ハマナシ」の七宝焼

坂本直行さんの「ハマナシ」を下絵にした七宝焼を、ひょんなことから都内で入手しました。額の裏には「北洋相銀 永年勤続記念」という銘が貼られています。
 北洋相互銀行が現在の北洋銀行へ改称したのが1989年ですから、少なくとも四十年以上前の品ということになります。永年勤続された方の記念品だとすれば、元の持ち主はすでに鬼籍に入られているか、存命であってもかなりのご高齢になっておられるはずです。
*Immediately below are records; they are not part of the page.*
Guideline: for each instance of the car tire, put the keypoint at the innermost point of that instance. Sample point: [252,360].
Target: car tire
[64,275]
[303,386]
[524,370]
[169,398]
 道内の銀行ですから、地元の自然や文化を象徴する図案として直行さんの作品を用いること自体は、いかにもありそうなことです。ただ、北洋相銀の歴代会長の一人である大塚武氏は、日本の山岳界においても名を知られた存在でしたので、役員からの直接のご用命があったとしても不思議ではありません。
 大塚氏が日高山脈の神居岳で遭難された際には、AACHも捜索に全面協力しています。それは私が入部する数年前の出来事で、当時の様子については先輩方から折に触れて語り聞かされました。この小さな七宝焼一枚の背後にも、北海道の自然と山をめぐる人々のつながりがかすかに重なっているように思えます。
 どのくらいの七宝焼きが作成されたのかは定かではありませんが、半工芸品的なものなので一点一点で少しずつ表情が異なるはずです。山岳史の片隅に残されたささやかな断片のようなこの一品が、めぐりめぐって私の手元にやってきたのも、山をめぐる人の縁のささやかなつながりのひとつなのかもしれません。